Мятое пятно оттуда непонятливо пробурчала какую-то нецензурную дичь.

– Нам последний нужен, – не смущаясь уверила Маша.

– Следующий, – внятно ответило пятно и по-хамски хрюкнуло закрывающимися дверями.

– Когда мне невмочь пересилить беду, – просипела Ольга Федоровна, зябко кутаясь в густую китайскую шаль, – когда проступает отчаянье, я в синий троллейбус сажусь на ходу, последний, отчаянный…

– Никогда не видел синих… – пожал плечам я. – Чистота эксперимента может быть нарушена…

Мне никто не возразил, но и не поддержал.

– Это в Москве наверное… А у нас… – Маша на секунду задумалась и обернулась ко мне, ослепляя стразиками на вязанной шапочке. – Вот ты вообще помнишь, какого они цвета у нас в городе?

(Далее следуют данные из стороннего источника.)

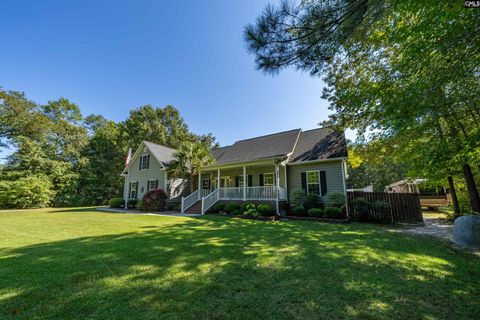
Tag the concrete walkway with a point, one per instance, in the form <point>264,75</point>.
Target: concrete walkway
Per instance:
<point>163,213</point>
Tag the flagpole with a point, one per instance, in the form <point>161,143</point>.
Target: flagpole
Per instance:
<point>127,187</point>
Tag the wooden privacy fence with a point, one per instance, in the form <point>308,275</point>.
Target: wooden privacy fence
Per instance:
<point>405,207</point>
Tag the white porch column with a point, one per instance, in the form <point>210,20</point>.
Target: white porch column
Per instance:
<point>199,187</point>
<point>244,183</point>
<point>277,182</point>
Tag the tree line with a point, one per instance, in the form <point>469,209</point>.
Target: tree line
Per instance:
<point>405,74</point>
<point>61,158</point>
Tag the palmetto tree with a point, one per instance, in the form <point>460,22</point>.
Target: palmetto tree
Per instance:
<point>190,158</point>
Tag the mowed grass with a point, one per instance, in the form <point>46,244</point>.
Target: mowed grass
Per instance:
<point>85,264</point>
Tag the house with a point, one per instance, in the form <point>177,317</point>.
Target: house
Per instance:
<point>147,170</point>
<point>266,169</point>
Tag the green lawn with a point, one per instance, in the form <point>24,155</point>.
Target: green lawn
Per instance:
<point>86,264</point>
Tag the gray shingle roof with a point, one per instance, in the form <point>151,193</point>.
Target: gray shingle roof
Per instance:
<point>264,147</point>
<point>319,144</point>
<point>316,144</point>
<point>162,153</point>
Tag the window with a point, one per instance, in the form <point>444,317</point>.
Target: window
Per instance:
<point>152,185</point>
<point>313,182</point>
<point>133,190</point>
<point>268,179</point>
<point>206,184</point>
<point>144,162</point>
<point>240,181</point>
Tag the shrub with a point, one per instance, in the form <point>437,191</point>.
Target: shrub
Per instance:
<point>315,212</point>
<point>154,200</point>
<point>297,198</point>
<point>335,199</point>
<point>265,210</point>
<point>360,208</point>
<point>27,192</point>
<point>248,206</point>
<point>251,213</point>
<point>229,208</point>
<point>298,211</point>
<point>174,207</point>
<point>311,200</point>
<point>236,212</point>
<point>218,208</point>
<point>333,212</point>
<point>116,202</point>
<point>132,203</point>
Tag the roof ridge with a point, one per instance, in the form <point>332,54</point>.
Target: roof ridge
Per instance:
<point>320,128</point>
<point>160,145</point>
<point>266,135</point>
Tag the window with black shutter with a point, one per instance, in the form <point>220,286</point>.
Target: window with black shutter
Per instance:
<point>323,182</point>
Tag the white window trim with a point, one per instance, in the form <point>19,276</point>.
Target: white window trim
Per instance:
<point>240,181</point>
<point>319,184</point>
<point>264,180</point>
<point>148,184</point>
<point>133,190</point>
<point>141,161</point>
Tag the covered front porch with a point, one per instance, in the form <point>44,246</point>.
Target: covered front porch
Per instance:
<point>259,181</point>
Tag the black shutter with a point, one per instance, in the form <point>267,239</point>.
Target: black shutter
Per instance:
<point>304,181</point>
<point>323,182</point>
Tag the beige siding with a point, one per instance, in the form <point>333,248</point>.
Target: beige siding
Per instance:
<point>333,173</point>
<point>155,171</point>
<point>255,172</point>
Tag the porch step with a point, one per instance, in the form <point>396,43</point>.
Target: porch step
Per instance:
<point>195,208</point>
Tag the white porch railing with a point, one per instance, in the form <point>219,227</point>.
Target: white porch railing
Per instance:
<point>235,193</point>
<point>210,200</point>
<point>262,193</point>
<point>268,193</point>
<point>189,200</point>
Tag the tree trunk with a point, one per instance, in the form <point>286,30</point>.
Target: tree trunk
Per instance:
<point>453,194</point>
<point>471,188</point>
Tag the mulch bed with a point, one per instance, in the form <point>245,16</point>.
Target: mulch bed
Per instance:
<point>276,218</point>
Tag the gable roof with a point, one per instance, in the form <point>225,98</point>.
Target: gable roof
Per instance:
<point>298,146</point>
<point>319,144</point>
<point>275,145</point>
<point>164,155</point>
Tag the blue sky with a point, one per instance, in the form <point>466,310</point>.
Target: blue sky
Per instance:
<point>112,56</point>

Жутко захотелось обидеться, удариться в эксгумацию старых абстракций, но с отчаянием понял, что действительно не помню. Схитрив, я покосился на только что отъехавший, но в тесной ночной темноте различить что-то больше габаритных огней оказалось совершенно невозможно.

– У нас они просто не пьют так много, мастера психологической нотации победили троллейбусный алкоголизм, – признался я.

– Бедные, – пожалела кого-то Маша.

Мне хотелось верить, что именно троллейбусы удостоились её жалости – искристой, как моча ребенка.

– Удивительно, что они вообще прижились в наших широтах, – пожала плечами Ольга Федоровна. – Автобусы для троллей, пережили эмиграцию, акклиматизацию и остались в городах, растворились на улицах. Настоящие трудяги…

– Едет, – прервал я её.

Стало страшно. Еще не до липкого пота, а всего лишь до «фуххх!» где-то внутри, с обязательным помутнением в глазах и похолоданием в чреслах. И ведь бояться было абсолютно нечего. В любой момент за два-три тарифа нас ждал большой, пока еще совсем не сонный, город, жаждущий коктейлей и благородных спиртосодержащих напитков. А можно и плюнуть на потонувший в пляшущем свете ночных клубах центр и просто вернуться домой, обнажиться, сцепиться в объятиях и замереть, словно глупышка Ирит. Громыхнул гром и троллейбус, открылась дверь и Маша бодро прокричала вовнутрь.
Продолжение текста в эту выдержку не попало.